Defiant, Angel jerked against his restraints and bared his teeth at the demon. It tsked at him. "Now, now I would have thought you'd learned some manners after all this time. I'm letting someone special take care of you today. It'll be a treat for the both of you." The demon gestured and another set of feet approached. Angel snapped his head over to the new arrival…
And saw Dean.
"Now remember," the demon said pedagogically, "the heart and the head need to remain intact. Everything else is fair game."
Angel's eyes widened at Buffy's brother's smirk. "I think by now I know what I'm doing," Dean said coldly. He picked up a shaving razor and licked his lips in anticipation.
"Isn't this wonderful?" the demon said to Angel. Its face bore a grin of delight. "Two friends, together again. I must congratulate myself for orchestrating such a grand reunion."
So. Dean's presence with him in their cells was no accident. They had put the man there specifically so that they could take him away. The creatures had given them both the chance to build each other's hope up in order to bring it crashing down. Despair lodged in the vampire's heart and he fought desperately to loosen its hold.

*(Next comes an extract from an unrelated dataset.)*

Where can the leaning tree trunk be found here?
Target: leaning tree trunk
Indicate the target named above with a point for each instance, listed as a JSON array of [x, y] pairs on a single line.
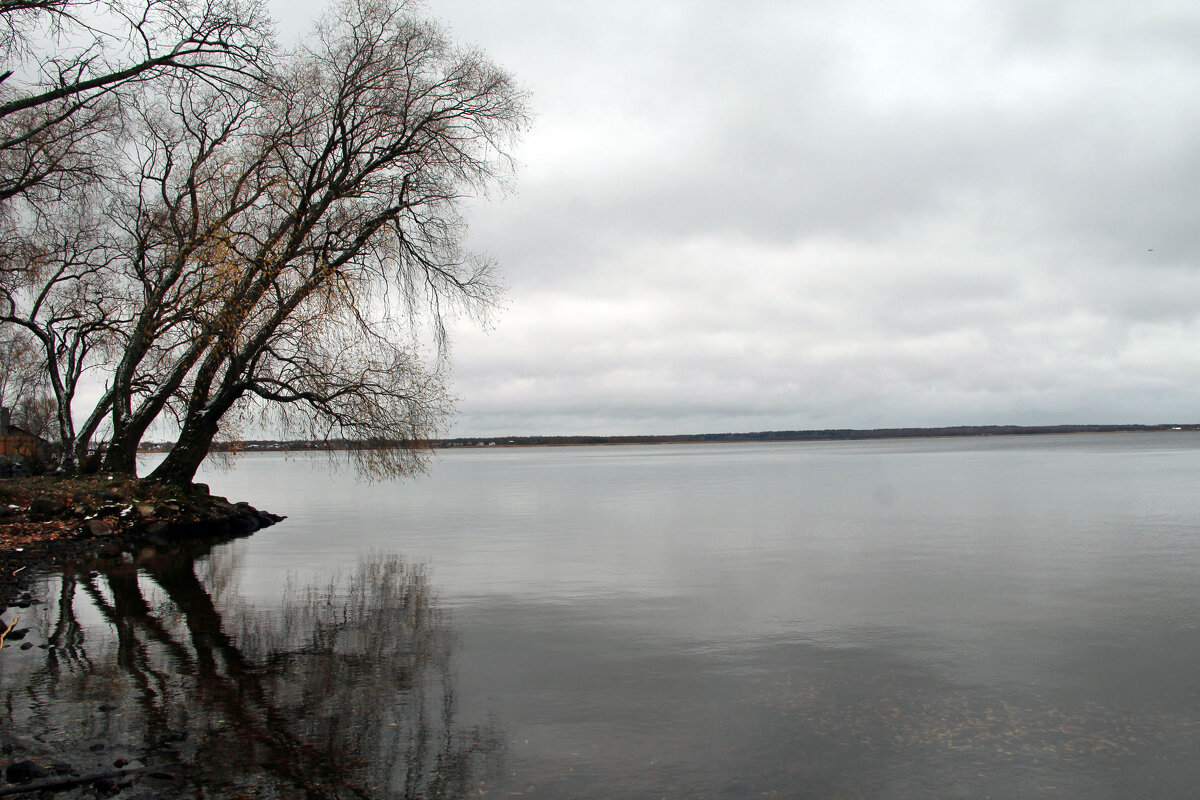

"Dean, you don't need to do this," Angel cried pleadingly. "They can't make you do anything you don't want!" His friend hesitated, the gleaming edge of his razor poised on top of the vampire's belly.
"Deeeeean," sang the demon. "I'm wai-ting!"
"Don't listen to him," urged Angel. His anguish spiked when Dean's expression hardened.
"Shut up," the man growled as he reached into the vampire's mouth and sliced off his tongue.
Present…
"Dean," Angel said softly. "What you did to me… What you kept doing to me…" The vampire shook his head. "Whatever happened to me in Hell was well deserved. Dean," he repeated as he gently reached out and tipped the man's head up, "I forgave you for it. It's time you forgive yourself."
"I can't," Dean choked out. "I can't."
Finally, in the face of possible redemption, in the absence of family, Dean's tenuous hold on his emotions snapped. The tears flowed, slow at first, then in a waterfall of despair. His frame was wracked with sorrow, jerking with every sob, and nothing he told himself could make the deluge of self-abhorrence and misery stop. When Angel put a hand on his shoulder, ostensibly for comfort, it only made him cry harder.
He could save a hundred lives. He could save a thousand. But nothing he could do would ever bring him absolution.
Author's Note : I'm letting the Roadhouse still exist because I like the place. Also I never mentioned it burning down and Ash dying which gave me an unintentional opening to do so. Anyone who objects: Thbbt.